Angiotensin II is increased when the kidney needs to conserve sodium. When the blood sodium level is low or the kidney blood flow is low, the kidney secretes renin, which acts on a precursor to eventually produce angiotensin II. Renin levels are related to the “salt sensitivity” of hypertension. Some insight into how potassium channels are involved in “salt sensitive hypertension” is provided by a recent study (1).
TASK and TREK are potassium channels that have been found to be involved with aldosterone secretion in human adrenal glands. Two TASK channels were recently studied in mice and give some insight into salt sensitive hypertension. However, because TREK channels also affect aldosterone secretion in humans, the findings may not be completely applicable to humans. But the study shows how important the electrical field across cell membranes is, and how a disturbance of that field can lead to hypertension.
TASK1 and TASK3 are 2 highly active potassium channels in the cell membranes of zona glomerulosa cells in the adrenal gland. These channels are involved with maintaining the resting potential in the cell membrane of these cells. When either one of these channels is not working, the cell membrane is more strongly depolarized at its resting potential. This means that the electric field is weaker and the cell can be stimulated more easily to produce aldosterone.
The normal process for the secretion of aldosterone is that a small increase in the potassium level in the blood or an increase of angiotensin II will depolarize the cell membrane in the zona glomerulosa cells. This change in voltage (electric field) opens the voltage sensitive T type calcium channels. Calcium then rushes into the cytoplasm of the cell. (Here are links to videos of normal calcium response and abnormal TASK3 calcium response to angiotensin II.) The increase in the cytoplasm of calcium results in a signaling cascade that leads to an increase in aldosterone synthase, the enzyme that makes aldosterone. This results in an increase in the amount of aldosterone made by the cell, and then secreted into the blood stream.
The researchers bred mice that were missing TASK3 potassium channels. They fed them diets with differing amounts of sodium and potassium, and measured blood pressure, aldosterone, and renin. They also examined adrenal gland slices and measured the electric field (voltage) across the cell membranes of zona glomerulosa cells in the adrenal gland slices.
The result of the study indicated that the cell membranes without TASK3 potassium channels could depolarize further, but could not hyperpolarize (increase the electric field like normal channels do). The animals had normal aldosterone levels on a normal diet, but lower than normal renin/angiotensin II. On a high potassium diet, aldosterone increased (normal response). On a low sodium diet, aldosterone increased (normal), and renin/angiotensin II increased (normal).

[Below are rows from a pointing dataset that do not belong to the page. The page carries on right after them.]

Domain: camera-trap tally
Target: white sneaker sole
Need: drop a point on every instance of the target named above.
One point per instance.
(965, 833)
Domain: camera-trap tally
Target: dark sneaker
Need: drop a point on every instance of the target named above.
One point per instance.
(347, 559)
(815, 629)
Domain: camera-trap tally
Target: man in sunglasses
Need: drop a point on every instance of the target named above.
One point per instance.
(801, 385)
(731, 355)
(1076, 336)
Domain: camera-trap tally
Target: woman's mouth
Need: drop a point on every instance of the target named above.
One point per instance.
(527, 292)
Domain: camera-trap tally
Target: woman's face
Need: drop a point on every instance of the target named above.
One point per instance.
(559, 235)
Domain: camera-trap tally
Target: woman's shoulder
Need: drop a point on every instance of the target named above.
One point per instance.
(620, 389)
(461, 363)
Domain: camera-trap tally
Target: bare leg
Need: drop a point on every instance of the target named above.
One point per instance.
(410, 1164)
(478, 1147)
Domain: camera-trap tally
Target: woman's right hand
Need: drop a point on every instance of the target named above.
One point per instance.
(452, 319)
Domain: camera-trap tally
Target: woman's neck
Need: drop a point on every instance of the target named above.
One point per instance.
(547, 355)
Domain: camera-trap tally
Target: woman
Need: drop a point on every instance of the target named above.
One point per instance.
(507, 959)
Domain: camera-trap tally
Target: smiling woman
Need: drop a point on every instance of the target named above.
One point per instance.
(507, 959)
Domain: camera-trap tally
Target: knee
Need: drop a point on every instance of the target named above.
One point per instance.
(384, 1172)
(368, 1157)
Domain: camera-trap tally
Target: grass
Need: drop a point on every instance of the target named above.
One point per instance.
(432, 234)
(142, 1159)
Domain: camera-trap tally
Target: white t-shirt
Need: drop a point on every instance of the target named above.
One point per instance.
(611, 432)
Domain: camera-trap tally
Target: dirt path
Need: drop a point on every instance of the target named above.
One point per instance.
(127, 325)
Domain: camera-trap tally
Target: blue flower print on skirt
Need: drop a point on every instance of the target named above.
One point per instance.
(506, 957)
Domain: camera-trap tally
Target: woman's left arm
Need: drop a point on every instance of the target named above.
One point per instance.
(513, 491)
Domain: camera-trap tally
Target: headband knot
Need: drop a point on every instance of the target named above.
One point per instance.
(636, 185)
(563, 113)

The diets that led to abnormal responses were those that required the cell membrane to hyperpolarize. When put on a low potassium diet, aldosterone levels did not drop as much as normally (especially in females). And on a high sodium diet, aldosterone actually rose (normally it would drop) even though renin/angiotensin II were extremely low (only 1/3 normal level). The blood pressure rose by 10 mm Hg (hypertension) when on the high sodium diet. The aldosterone-renin ratio of the mice lacking the TASK3 channel was more than double the ratio of normal mice for both a normal diet and a high sodium diet. This is the same pattern as occurs in human salt sensitive hypertension.
What It Means
So the absence of TASK3 potassium channels in the zona glomerulosa of the adrenal gland appears to create salt sensitive hypertension in mice. A genetic defect in just one type of potassium channel (in the study, TASK3) may be the cause of salt sensitive hypertension. Similar genetic differences, although not as extreme as the complete absence of a potassium channel, may be responsible for salt sensitive hypertension in humans. If so, a high potassium, low sodium diet may avoid a rise in blood pressure, as it did in the study.
1. Task3 potassium channel gene invalidation causes low renin and salt-sensitive arterial hypertension. Penton D, Bandulik S, Schweda F, Haubs S, Tauber P, Reichold M, Cong LD, El Wakil A, Budde T, Lesage F, Lalli E, Zennaro MC, Warth R, Barhanin J. Endocrinology. 2012 Oct;153(10):4740-8. Epub 2012 Aug 9.